HDP'nin Edirne Cezaevi'nde bulunan cumhurbaşkanı adayı Selahattin Demirtaş ile ilgili yapılan tahliye başvurusunun reddedilmesi ile ilgili gerekçeli karar yazıldı. Gerekçeli kararda, tutuklama tedbirinde ölçülülük bulunması ve adli kontrol hükümlerinin de yetersiz kalacağı kanaatiyle tahliye talebinin reddine karar verildiği kaydedildi.
Ankara 19'uncu Ağır Ceza Mahkemesi tutuklu yargıladığı HDP'nin cumhurbaşkanı adayı Selahattin Demirtaş için yapılan tahliye başvurusunu dün akşam saatlerinde reddederken, gerekçeli kararını da yazdı. Mahkeme heyeti kararında, Demirtaş'ın üzerine atılı suçları işlediği iddiasına yönelik olay tutanakları, deliller, tanık beyanına dayanan kuvvetli suç şüphesinin varlığı ve tutuklama nedeni olarak öngörülen katalog suçlara dikkat çekti. Demirtaş'ın daha önce adli makamların huzuruna kendiliğinden gitmeyeceğini belirtmesi ve savunmasının da tamamlanmamış olmasına atıfta bulunulan kararda, "Tutuklama tedbirinde ölçülülük bulunması ve adli kontrol hükümlerinin de yetersiz kalacağı kanaatiyle tahliye talebinin reddine karar verildi" denildi.
BİR HAKİM, TAHLİYE YÖNÜNDE OY KULLANDI
Tahliye talebinin reddi kararına katılmayan üye hakim ise karşı oy gerekçesinde, Yüksek Seçim Kurulu'nun 24 Haziran'da yapılacak Cumhurbaşkanlığı seçiminde Demirtaş'ı da adaylar arasında saydığını belirtti. Hakim karşı oy gerekçesini ise şöyle açıkladı:
"Yasama yetkisinin sahibi olan parlamento ve onu oluşturan milletvekilleri, anayasal sınırlar içinde toplumda var olan farklı siyasi görüşlerin temsilcileridirler. Serbest seçimlerle halkın adına karar alma yetkisi verilen milletvekillerinin asli görev alanı parlamento olup, sahip oldukları görev alanı üstün kamusal yarar ve önem içermektedir. Siyasi faaliyetlerde her ülkenin kendi koşulları içinde yasalar ile sınırlamalar getirilebileceği söylenebilirse de, milletvekillerinin yasama faaliyetlerinde anayasal bir koruma alanına sahip olduğu açıktır. Aslolan halkın siyasi iradesinin engellenmemesi ve hakkın özünün etkisiz hale getirilmemesidir. Seçilmiş milletvekillerinin yasama faaliyetlerini yerine getirmelerini engelleyecek ölçüsüz müdahaleler halk iradesiyle oluşan siyasal temsil yetkisini ortadan kaldıracak, seçmen iradesinin parlamentoya yansımasını önleyecektir."

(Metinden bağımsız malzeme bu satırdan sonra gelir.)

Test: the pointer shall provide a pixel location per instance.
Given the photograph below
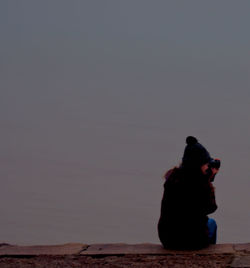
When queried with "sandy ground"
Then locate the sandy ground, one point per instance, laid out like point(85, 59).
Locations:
point(152, 261)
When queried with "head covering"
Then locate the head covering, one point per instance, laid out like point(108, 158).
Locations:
point(195, 155)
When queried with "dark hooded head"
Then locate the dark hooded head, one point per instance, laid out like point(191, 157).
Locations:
point(195, 155)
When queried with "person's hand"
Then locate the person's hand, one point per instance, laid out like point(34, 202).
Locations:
point(214, 172)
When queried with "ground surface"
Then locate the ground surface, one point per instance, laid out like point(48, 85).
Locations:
point(122, 255)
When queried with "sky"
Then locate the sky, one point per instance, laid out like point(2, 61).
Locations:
point(108, 91)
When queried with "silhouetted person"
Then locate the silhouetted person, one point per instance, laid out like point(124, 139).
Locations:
point(187, 200)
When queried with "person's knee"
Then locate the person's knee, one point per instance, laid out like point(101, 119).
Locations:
point(212, 224)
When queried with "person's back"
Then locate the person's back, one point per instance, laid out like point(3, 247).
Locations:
point(187, 200)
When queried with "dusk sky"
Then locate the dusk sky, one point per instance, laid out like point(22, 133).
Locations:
point(96, 100)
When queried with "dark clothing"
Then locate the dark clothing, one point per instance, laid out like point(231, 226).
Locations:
point(187, 200)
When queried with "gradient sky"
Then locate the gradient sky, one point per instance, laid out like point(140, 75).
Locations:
point(108, 91)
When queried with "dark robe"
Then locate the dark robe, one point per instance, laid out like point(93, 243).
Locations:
point(187, 200)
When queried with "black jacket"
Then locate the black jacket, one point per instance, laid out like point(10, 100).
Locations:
point(187, 200)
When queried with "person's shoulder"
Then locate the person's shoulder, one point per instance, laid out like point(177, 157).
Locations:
point(172, 176)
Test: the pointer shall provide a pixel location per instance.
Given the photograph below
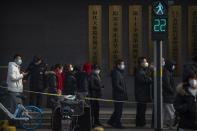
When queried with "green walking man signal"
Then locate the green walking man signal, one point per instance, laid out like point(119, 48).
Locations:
point(159, 19)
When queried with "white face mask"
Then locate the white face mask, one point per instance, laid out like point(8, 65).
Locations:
point(163, 64)
point(146, 64)
point(193, 83)
point(122, 67)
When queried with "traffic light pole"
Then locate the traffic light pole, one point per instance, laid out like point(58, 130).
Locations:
point(158, 121)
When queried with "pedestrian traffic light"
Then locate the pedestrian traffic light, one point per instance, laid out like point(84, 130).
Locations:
point(159, 19)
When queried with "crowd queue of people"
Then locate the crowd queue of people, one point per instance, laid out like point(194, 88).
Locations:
point(178, 102)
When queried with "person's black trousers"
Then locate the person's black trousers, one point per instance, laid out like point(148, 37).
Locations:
point(117, 114)
point(95, 112)
point(36, 100)
point(140, 114)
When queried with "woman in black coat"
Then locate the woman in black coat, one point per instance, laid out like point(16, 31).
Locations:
point(168, 93)
point(143, 81)
point(70, 82)
point(185, 102)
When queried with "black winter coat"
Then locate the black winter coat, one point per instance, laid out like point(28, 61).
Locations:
point(186, 106)
point(119, 91)
point(95, 86)
point(82, 81)
point(70, 84)
point(168, 83)
point(143, 83)
point(37, 76)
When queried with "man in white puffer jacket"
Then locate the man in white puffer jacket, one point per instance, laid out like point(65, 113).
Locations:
point(15, 83)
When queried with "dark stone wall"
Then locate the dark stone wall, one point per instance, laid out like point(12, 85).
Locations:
point(58, 31)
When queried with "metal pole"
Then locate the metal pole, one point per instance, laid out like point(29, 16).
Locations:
point(158, 121)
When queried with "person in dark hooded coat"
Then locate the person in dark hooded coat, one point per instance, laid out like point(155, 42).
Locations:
point(119, 93)
point(37, 70)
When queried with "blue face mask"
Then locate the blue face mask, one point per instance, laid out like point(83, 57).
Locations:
point(19, 62)
point(173, 67)
point(97, 72)
point(122, 67)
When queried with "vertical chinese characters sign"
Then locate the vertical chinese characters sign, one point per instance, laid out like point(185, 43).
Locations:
point(135, 36)
point(174, 41)
point(115, 34)
point(150, 41)
point(192, 31)
point(95, 34)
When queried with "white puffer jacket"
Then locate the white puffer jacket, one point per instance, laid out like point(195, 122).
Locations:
point(14, 78)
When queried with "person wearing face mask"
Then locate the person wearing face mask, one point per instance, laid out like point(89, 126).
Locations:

Hakimin karşı oy gerekçesinde, sanık Selahattin Demirtaş'ın önceki dönemlerde milletvekilliği, parti eş genel başkanlığı yaptığı ve cumhurbaşkanlığına aday olduğu da kaydedildi; 24 Haziran'daki seçimde cumhurbaşkanlığına adaylığının sadece salıverilmesini sağlamak amacı ile yapıldığını söylemenin mümkün olmadığı ifade edildi.